Setelah selesai handphone Pandu itu diulurkan oleh Retno ke depan Pandu tanpa bicara. Pandu yang mengambil handphonenya pun tidak mengatakan apapun. Keduanya diam untuk beberapa menit hingga akhirnya keheningan itu berakhir saat Retno pamit. "Ya udah mas pasti mau istirahat sama kerja lagi. Aku balik ke kantor ku lagi."

Retno bangkit dari duduknya, tapi ucapan Pandu menghentikan pergerakan Retno. "Abis ketemu siapa disini?." Pertanyaan Pandu terdengar penuh kecemburuan. Retno jadi merasa bodoh karena sedari tadi tidak menjelaskan mengenai tujuannya yang datang ke kantor Pandu. Mungkin sedari tadi Pandu diam itu adalah menantikan jawabannya. "Aku abis ketemu Pak Adjie buat kontrak kerja sama." Jelas Retno.

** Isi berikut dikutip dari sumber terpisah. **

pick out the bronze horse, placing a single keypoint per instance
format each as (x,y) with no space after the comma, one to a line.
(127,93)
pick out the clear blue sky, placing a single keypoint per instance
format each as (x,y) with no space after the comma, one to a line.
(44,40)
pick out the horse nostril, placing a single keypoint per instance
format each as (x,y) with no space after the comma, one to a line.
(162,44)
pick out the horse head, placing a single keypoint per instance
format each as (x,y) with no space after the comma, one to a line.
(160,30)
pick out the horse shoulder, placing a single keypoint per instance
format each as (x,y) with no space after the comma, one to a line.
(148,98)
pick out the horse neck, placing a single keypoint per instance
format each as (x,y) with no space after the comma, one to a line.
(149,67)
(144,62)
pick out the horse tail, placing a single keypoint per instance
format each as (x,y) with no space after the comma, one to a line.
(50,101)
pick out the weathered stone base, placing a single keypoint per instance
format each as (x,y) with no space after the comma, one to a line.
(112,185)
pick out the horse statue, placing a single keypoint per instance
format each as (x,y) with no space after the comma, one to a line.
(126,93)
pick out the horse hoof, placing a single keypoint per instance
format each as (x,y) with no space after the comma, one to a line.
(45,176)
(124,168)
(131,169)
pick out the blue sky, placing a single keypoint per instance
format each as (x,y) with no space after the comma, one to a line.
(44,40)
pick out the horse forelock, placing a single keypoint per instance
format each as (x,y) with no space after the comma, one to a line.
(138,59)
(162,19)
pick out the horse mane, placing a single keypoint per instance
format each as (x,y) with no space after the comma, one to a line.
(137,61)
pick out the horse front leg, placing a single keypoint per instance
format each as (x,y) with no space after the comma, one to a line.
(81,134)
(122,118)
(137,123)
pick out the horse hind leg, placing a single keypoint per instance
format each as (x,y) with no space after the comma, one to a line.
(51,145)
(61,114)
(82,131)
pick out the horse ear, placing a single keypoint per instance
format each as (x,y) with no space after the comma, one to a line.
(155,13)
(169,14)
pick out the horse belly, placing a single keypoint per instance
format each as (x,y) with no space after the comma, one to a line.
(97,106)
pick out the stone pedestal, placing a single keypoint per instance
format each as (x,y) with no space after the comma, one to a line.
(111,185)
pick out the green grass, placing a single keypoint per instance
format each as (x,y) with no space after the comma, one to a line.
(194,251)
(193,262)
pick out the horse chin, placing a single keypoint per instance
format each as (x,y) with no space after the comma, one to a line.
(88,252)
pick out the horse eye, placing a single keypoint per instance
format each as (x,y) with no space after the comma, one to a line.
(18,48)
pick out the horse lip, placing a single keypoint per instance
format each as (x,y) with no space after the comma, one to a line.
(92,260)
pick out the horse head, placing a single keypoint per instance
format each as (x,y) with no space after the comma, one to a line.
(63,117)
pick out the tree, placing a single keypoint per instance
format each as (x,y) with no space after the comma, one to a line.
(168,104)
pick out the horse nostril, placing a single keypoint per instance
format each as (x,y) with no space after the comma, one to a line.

"Oh." Benar saja setelah mendapatkan jawaban itu Pandu ikut berdiri dari duduknya kemudian kembali ke meja kerja dan mengacuhkan Retno. Seketika hati Retno sakit kembali mendapatkan perlakuan dingin Pandu.
**

Pekerjaan sangat menumpuk di kantor, Retno jadi harus lembur sampai malam. Dirinya juga sampai lupa untuk makan. Jam di tangannya ternyata sudah menunjukan pukul delapan malam. Kamila masih setia membantunya. Retno jadi merasa tidak enak, namun merasa beruntung juga. "Kamila, kamu pulang aja. Saya gak enak, kamu udah banyak bantu saya." Kata Retno saat Kamila sedang memberikan dokumen yang sudah di kerjakannnya.

"Iya, bu saya habis ini pulang. Ibu gak usah merasa gak enak, ini udah kewajiban saya kok." Jawab Kamila yang masih bicara dengan sangat sopan. Bahkan cara berdirinya pun kaku.

"Gak usah ibu lah kalau diluar jam kantor gini. Kayaknya usia kita gak jauh beda." Retno bicara sambil terus menunduk melihat dokumen.

Terdengar Kamila agak gugup membalasnya. Kamila memang orang kaku, tapi sebenarnya Kamila itu perempuan yang rapuh apabila di sentuh perasaannya. Orang yang sangat baik dan loyal. "Em... iya mbak."